Monday, April 23, 2012

The Wednesday Sisters by Meg Waite Clayton


Summary:
Friendship, loyalty, and love lie at the heart of Meg Waite Clayton’s beautifully written, poignant, and sweeping novel of five women who, over the course of four decades, come to redefine what it means to be family. For thirty-five years, Frankie, Linda, Kath, Brett, and Ally have met every Wednesday at the park near their homes in Palo Alto, California. Defined when they first meet by what their husbands do, the young homemakers and mothers are far removed from the Summer of Love that has enveloped most of the Bay Area in 1967.

These “Wednesday Sisters” seem to have little in common: Frankie is a timid transplant from Chicago, brutally blunt Linda is a remarkable athlete, Kath is a Kentucky debutante, quiet Ally has a secret, and quirky, ultra-intelligent Brett wears little white gloves with her miniskirts. But they are bonded by a shared love of both literature–Fitzgerald, Eliot, Austen, du Maurier, Plath, and Dickens–and the Miss America Pageant, which they watch together every year. As the years roll on and their children grow, the quintet forms a writers circle to express their hopes and dreams through poems, stories, and, eventually, books.

Along the way, they experience history in the making: Vietnam, the race for the moon, and a women’s movement that challenges everything they have ever thought about themselves, while at the same time supporting one another through changes in their personal lives brought on by infidelity, longing, illness, failure, and success. Humorous and moving, The Wednesday Sisters is a literary feast for book lovers that earns a place among those popular works that honor the joyful, mysterious, unbreakable bonds between friends.

My take: 4 stars
I liked this one very much! It was a little slow for me to get into, but I think that's because I could not spend any quality time with it at the outset. However, once I started reading, I couldn't put it down. I feel as if I am a part of this group, and care about the characters very much.

The group is formed under very realisitc circumstances and I can imagine this happening in any park in any part of the world, with any group of women.
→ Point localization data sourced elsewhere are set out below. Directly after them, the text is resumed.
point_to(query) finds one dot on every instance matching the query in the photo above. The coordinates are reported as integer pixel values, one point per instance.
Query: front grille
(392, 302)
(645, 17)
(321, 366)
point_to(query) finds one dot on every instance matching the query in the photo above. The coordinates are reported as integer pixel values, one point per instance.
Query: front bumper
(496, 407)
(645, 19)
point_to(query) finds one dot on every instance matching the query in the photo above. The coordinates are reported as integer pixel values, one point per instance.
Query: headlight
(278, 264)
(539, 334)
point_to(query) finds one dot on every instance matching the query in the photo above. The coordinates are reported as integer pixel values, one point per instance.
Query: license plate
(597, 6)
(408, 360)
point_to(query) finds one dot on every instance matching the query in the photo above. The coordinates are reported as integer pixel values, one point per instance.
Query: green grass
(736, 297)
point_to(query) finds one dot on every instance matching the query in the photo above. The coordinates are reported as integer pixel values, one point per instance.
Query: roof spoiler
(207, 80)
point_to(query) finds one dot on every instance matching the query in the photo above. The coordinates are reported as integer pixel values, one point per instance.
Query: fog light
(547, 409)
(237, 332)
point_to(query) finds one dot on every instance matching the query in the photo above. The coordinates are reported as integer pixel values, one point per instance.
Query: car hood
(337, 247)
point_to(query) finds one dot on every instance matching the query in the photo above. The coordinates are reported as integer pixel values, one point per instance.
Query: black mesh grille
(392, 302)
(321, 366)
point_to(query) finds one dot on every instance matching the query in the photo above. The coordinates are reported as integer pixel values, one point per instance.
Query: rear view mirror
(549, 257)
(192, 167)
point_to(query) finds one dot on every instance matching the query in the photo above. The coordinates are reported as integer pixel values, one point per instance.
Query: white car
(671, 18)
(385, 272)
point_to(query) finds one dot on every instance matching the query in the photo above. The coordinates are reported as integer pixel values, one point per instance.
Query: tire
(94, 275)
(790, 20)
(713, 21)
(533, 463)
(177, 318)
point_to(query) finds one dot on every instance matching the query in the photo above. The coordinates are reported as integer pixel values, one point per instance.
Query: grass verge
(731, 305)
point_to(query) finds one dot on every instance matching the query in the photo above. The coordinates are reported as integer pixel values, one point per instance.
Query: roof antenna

The timeline was used in a fantastic way with bits of history thrown in to lend reference, appeal, move the story and invest the reader. The ladies grew and matured with the story, each one developing and unfolding as any real woman would. Every personality was represented here, making it even more lifelike and endearing. The tears didn't come for me until page 267, and I breathed a sigh of satisfaction at the last paragraph.